7. Irony has a bigger field day at the Reebok -- Bolton Wanderers won at home for the first time this season, with Ivan Klasnic swiveling with the poise of a ballerina to turn in a 90th-minute winner against Stoke. Oh, the irony: The chance came from a long throw that the Potters -- long-throw specialists -- failed spectacularly to clear.

It's a good time for Bolton to find winning ways on home soil, with the pick-and-mix challenges of Liverpool, Spurs and Newcastle to come in the next few weeks. Having scored, been booked and then sent off in an 11-minute appearance, Klasnic -- who hadn't featured since the opening day of the season -- will miss Bolton's trip to Wigan next weekend.

8. Busy weekend for the woodwork -- But for five inches of reinforced aluminum, the weekend's final scores might have looked much different. Manchester City hit the woodwork three times -- James Milner curled a shot perfectly on to the bar, which also denied Tevez's hat trick, and Silva thwacked the ball against the post shortly before scoring City's third.

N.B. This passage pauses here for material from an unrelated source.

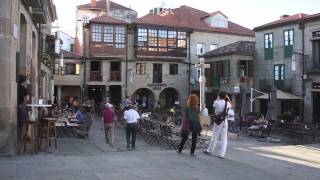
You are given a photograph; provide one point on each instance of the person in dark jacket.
(190, 123)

Chelsea hit the frame twice as it looked to beat Villa, which also saw a Ciaran Clark header come back off the post. Stoke's Jermaine Pennant flighted a free kick to the top of the crossbar, Frederic Piquionne slammed a fierce shot into Wolves' bar as he sought to put West Ham level, and Rafael van der Vaart set up Roman Pavlyuchenko's goal for Tottenham by chipping the ball over Schwarzer and off the bar.